Design, in this understanding, is more than a skim coating of graphic flourishes. It is a highly intuitive interface that enhances rather than detracts from the user’s understanding of your product or message. Design is vital because before your content can touch the minds, much less the hearts, of your audience, it has to successfully cross the threshold of their interest. And that’s where bad design will leave even the best content out in the cold.

As content platforms become increasingly complex and integrated, design can only be successful when it is introduce in the planning process as early as possible. Most business content today, regardless of its intent, still gets communicated through words either on a page or on a screen, so the reading experience is central to good business design. Whether it’s in a published article, an email, a financial report or an industry analysis, business content is relatively text heavy and thus, a big part of its design is figuring out how to help people read.

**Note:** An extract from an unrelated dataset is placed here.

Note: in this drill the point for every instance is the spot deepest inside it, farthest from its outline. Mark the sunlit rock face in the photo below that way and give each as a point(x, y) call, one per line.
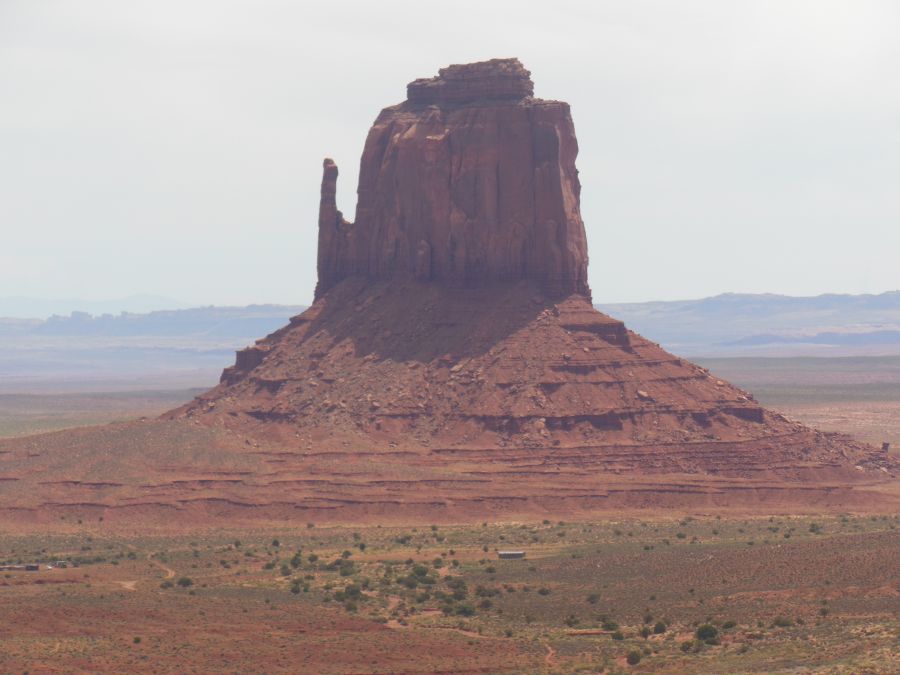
point(469, 182)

Tomes have been written about the best practices for designing text, especially in the digital age, but the most important elements include:

  • Create concise text blocks – Nothing is more daunting to the eye than a wall of words. Break text up into bite-sized chunks. This needn’t turn your content into sound bites; it just makes it more accessible to the reader.
  • Keep it clean – Use lots of white space as breathing room. Choose a limited number of typefaces, styles and graphic elements to avoid cluttering up the page and confusing the reader.
  • Make judicious use of hyperlinks – On the one hand, links can add depth and credibility to content. On the other, they can lead an audience away from your messaging. If you want people to stay focused, use links as footnotes rather than as primary content. However, links play an important role in SEO, so mind that too.
  • Build a logical hierarchy – People need to know where they are in the stream of words, so create a clear hierarchy of headlines, subheads, and secondary content to guide them through the process. Bullets and lists help highlight your main points.
  • Use images and captions – Infographics present complex information quickly and clearly. They may be too informal for some business uses, but captioned charts and graphs can illustrate data that would otherwise be unwieldy in words.

These have always been the tenets of good graphic design, but they’ve become much more important in the digital age. The distractions are simply too numerous, the alternatives too enticing. Corporate messaging needs substance, undeniably. But then it needs design to help sell that substance.